The homeless man said that during his time as a community defender, he still saw the need to learn, so he registered with the HEART Trust and completed levels one and two plumbing before he dropped out because of a lack of funding to complete level three.
“It was this lifestyle that led to my homelessness. Last December I was shot six times in an incident by persons I knew, and was in the Spanish Town Hospital for two months,” declared Grant, adding that he had to do several surgeries since, including a recent one where the doctor had to amputate the toes on his right foot.
“I didn’t have anywhere to live when I left the hospital so I ended up in Linstead, where I got shelter here at the town centre and a little food sometimes from the CDC,” he said.

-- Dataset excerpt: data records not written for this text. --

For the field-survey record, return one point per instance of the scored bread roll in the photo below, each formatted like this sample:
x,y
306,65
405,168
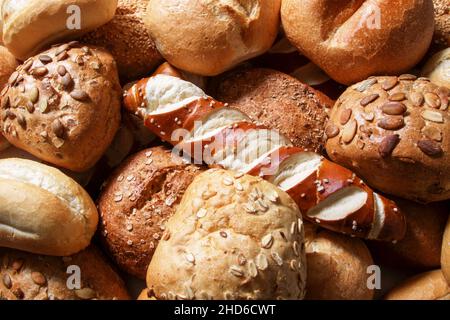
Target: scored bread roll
x,y
26,276
430,285
127,38
42,210
140,196
208,37
31,25
337,266
352,40
280,102
63,105
393,132
215,248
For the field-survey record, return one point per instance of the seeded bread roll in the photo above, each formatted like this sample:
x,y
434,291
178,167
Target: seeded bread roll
x,y
63,106
141,195
393,132
213,248
280,102
425,286
26,276
336,265
421,246
32,25
208,37
352,40
127,38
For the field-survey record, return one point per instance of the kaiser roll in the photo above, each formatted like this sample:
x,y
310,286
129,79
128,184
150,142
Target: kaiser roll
x,y
207,37
63,105
31,25
393,132
140,196
26,276
214,248
351,40
42,210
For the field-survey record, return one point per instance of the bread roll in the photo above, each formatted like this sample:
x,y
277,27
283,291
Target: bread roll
x,y
337,266
27,276
207,37
280,102
42,210
140,196
421,246
425,286
352,40
393,132
31,25
63,106
214,248
127,38
438,68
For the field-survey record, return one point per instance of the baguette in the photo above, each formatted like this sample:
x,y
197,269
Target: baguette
x,y
326,193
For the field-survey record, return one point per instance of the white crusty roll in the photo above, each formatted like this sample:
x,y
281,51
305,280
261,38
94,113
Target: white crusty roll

In addition to his injuries from the shooting incident, his left arm is disfigured as a result of a hit-and-run accident he claimed he was involved in when he was 16 years old. He said he was told by doctors that some corrective measures can be taken, but he doesn’t have the money to buy the pins that are needed.
‘SOMETHING TO EAT’
Sanine Beale, who found her way to Linstead just over a month ago, said she has been homeless for a while now, and while she gives thanks for the shelter she now has at the town centre, getting food is her main issue at the moment.
“I wish mi coulda get something to eat for the holiday, but mi nuh know who a guh help,” said the 25-year-old.
“Mi reach Linstead because the woman who give me somewhere to stay in Clarendon lose her house because she couldn’t pay rent.”
According to Beale, who born and grew up in St Mary where she attended the Retreat Primary and Junior High School, it has been a rough ride since the death of her father, with whom she was living, when she was just nine years old.
“Mi live with mi father fren after him dead, and then with mi sister but mi couldn’t tek her treatment so mi left and go live with mi cousin in Lime Hall, St Ann, and then mi haffi leave because of her man,” she disclosed.
Beale said she went to Ocho Rios and was on the streets for a while before she met this woman from Clarendon who took her in, but it didn’t last long before the woman was having problems paying the rent, so she boarded a taxi to Spanish Town and eventually she found her way to Linstead.
“I wish I could get a house fi live in and food to eat, because it hard out here. If people don’t stretch dem hand, mi don’t have nothing to eat, apart from the dinner mi get from the CDC on Mondays,” she said.
Early last year, the St Catherine Municipal Corporation moved to house some 40 homeless folks who were at the Spanish Town Hospital by partnering with the ministries of health and local government to erect a shelter at the infirmary – a move chairman of the corporation, Norman Scott, said was necessary to give them a permanent home where they could receive proper nutrition and have their health needs met.